Model aliasing (Claude Code compatibility)

Clients such as Claude Code hard-code specific model names for their internal features. For example, claude-haiku-4-5-20251001 is used by WebFetch's content summarizer and by the intermediate call WebSearch uses to extract a query. On a router serving only self-hosted models, every such internal call would otherwise fail with ModelNotFound.

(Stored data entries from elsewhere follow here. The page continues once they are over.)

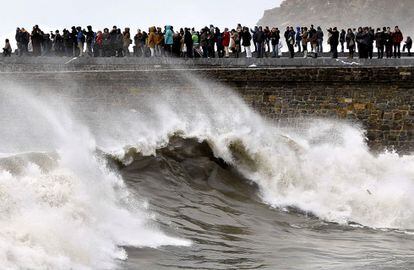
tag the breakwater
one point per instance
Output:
(377, 94)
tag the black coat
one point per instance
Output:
(247, 38)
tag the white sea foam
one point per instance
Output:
(321, 166)
(76, 214)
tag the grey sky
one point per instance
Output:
(134, 13)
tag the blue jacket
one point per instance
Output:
(168, 37)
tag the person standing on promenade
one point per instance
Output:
(25, 39)
(127, 41)
(80, 40)
(397, 37)
(319, 34)
(253, 31)
(18, 38)
(98, 45)
(260, 39)
(74, 37)
(313, 39)
(218, 38)
(304, 37)
(188, 41)
(388, 42)
(226, 42)
(168, 39)
(350, 42)
(298, 38)
(266, 44)
(275, 38)
(37, 38)
(247, 42)
(151, 40)
(408, 45)
(342, 40)
(290, 40)
(7, 50)
(334, 40)
(90, 39)
(371, 39)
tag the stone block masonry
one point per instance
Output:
(380, 98)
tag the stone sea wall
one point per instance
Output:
(379, 98)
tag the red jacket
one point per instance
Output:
(226, 39)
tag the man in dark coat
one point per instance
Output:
(379, 42)
(397, 38)
(37, 38)
(188, 41)
(260, 37)
(334, 41)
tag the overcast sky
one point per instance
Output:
(134, 13)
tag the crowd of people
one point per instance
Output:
(209, 42)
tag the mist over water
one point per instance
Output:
(189, 157)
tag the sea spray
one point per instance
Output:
(74, 215)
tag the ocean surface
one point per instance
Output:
(193, 179)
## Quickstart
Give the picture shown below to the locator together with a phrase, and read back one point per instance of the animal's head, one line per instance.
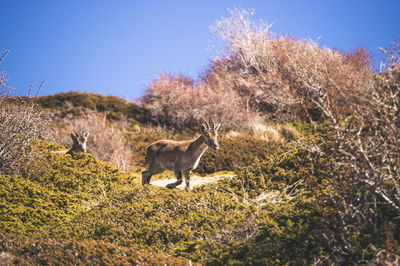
(79, 141)
(210, 133)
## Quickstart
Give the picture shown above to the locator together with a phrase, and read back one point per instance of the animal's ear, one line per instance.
(86, 135)
(74, 137)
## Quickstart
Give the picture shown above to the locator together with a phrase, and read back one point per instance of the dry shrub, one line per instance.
(262, 76)
(178, 102)
(106, 141)
(268, 132)
(366, 160)
(21, 123)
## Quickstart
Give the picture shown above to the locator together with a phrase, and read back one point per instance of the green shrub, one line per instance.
(27, 207)
(20, 250)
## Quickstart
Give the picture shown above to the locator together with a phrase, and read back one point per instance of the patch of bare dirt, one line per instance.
(195, 181)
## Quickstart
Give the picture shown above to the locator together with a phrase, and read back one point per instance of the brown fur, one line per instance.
(79, 143)
(181, 157)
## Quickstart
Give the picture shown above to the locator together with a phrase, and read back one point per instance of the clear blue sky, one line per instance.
(116, 47)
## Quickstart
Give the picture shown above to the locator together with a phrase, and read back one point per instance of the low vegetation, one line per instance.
(311, 134)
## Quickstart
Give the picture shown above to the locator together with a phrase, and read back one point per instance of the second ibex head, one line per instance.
(79, 142)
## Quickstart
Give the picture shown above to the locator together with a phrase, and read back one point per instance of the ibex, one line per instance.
(79, 143)
(181, 157)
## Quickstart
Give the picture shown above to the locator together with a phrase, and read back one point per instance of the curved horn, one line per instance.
(212, 124)
(207, 124)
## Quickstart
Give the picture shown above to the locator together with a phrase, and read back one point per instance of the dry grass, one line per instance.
(21, 123)
(261, 76)
(106, 141)
(268, 132)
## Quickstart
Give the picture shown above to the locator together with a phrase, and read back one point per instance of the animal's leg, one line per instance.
(146, 174)
(178, 175)
(146, 177)
(187, 178)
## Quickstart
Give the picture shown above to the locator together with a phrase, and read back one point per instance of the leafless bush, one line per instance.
(107, 140)
(367, 160)
(262, 76)
(273, 72)
(21, 123)
(178, 102)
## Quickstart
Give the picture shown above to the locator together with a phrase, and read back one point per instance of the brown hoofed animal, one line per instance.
(79, 143)
(181, 157)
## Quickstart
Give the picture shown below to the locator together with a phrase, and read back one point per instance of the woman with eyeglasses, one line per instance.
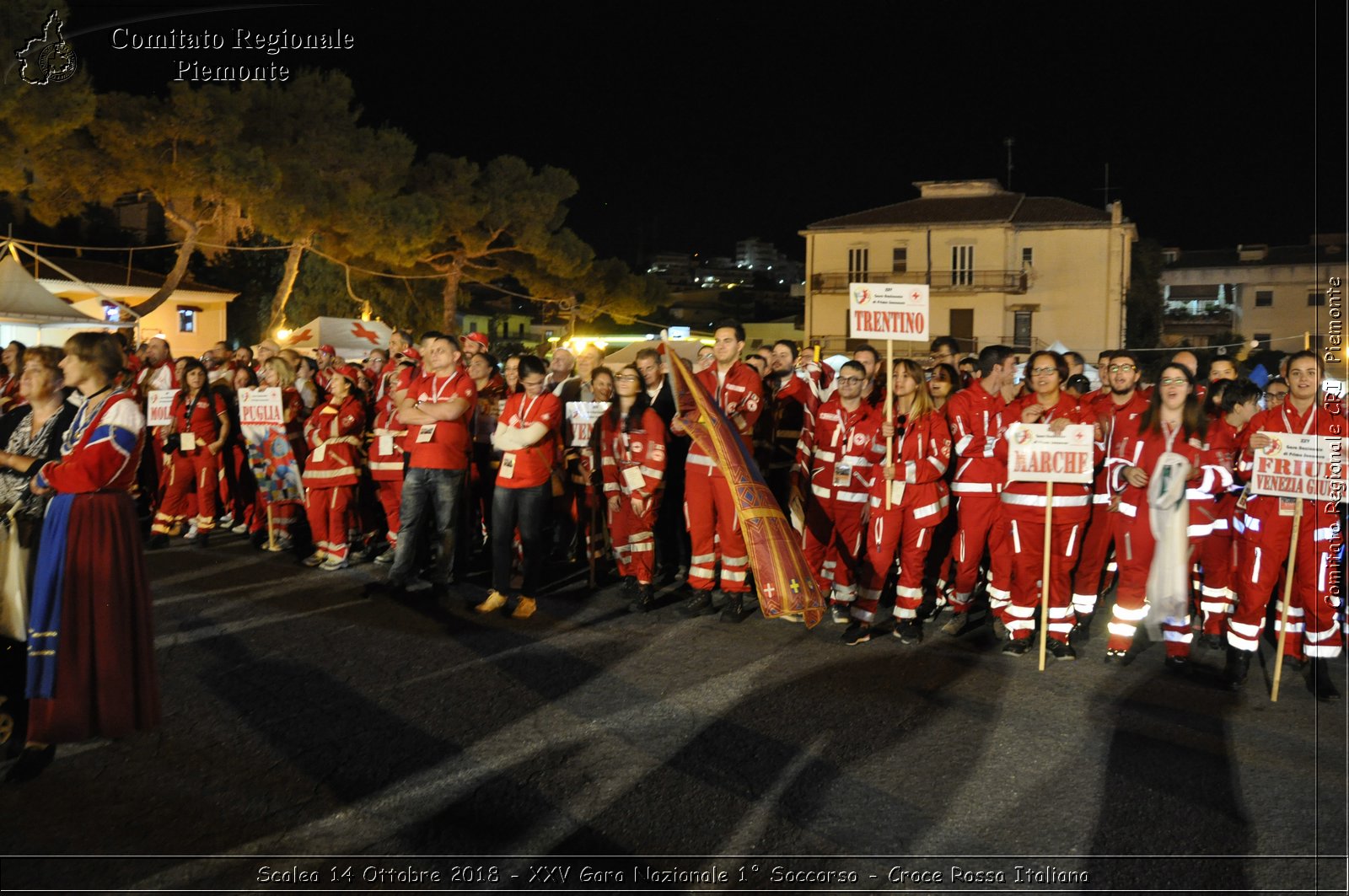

The top-level model_aliases section rewrites the incoming model field before backend selection, mirroring the ANTHROPIC_DEFAULT_{HAIKU,SONNET,OPUS}_MODEL convention popularised by cc-switch:

model_aliases:
  haiku: GLM-5_1          # any incoming name containing "haiku"
  sonnet: GLM-5_1         # any incoming name containing "sonnet"
  opus: GLM-5_1           # any incoming name containing "opus"
  reasoning: GLM-5_1      # used when thinking.type is enabled | adaptive
  default: GLM-5_1        # catch-all; leave unset to disable
  exact:                  # full-name pins, take precedence
    claude-haiku-4-5-20251001: GLM-5_1

Match order is exactreasoning (when thinking is enabled) → haikuopussonnetdefault. Matching is a case-insensitive substring check on the incoming name. Every rewrite is logged at info level so operators can observe the redirection.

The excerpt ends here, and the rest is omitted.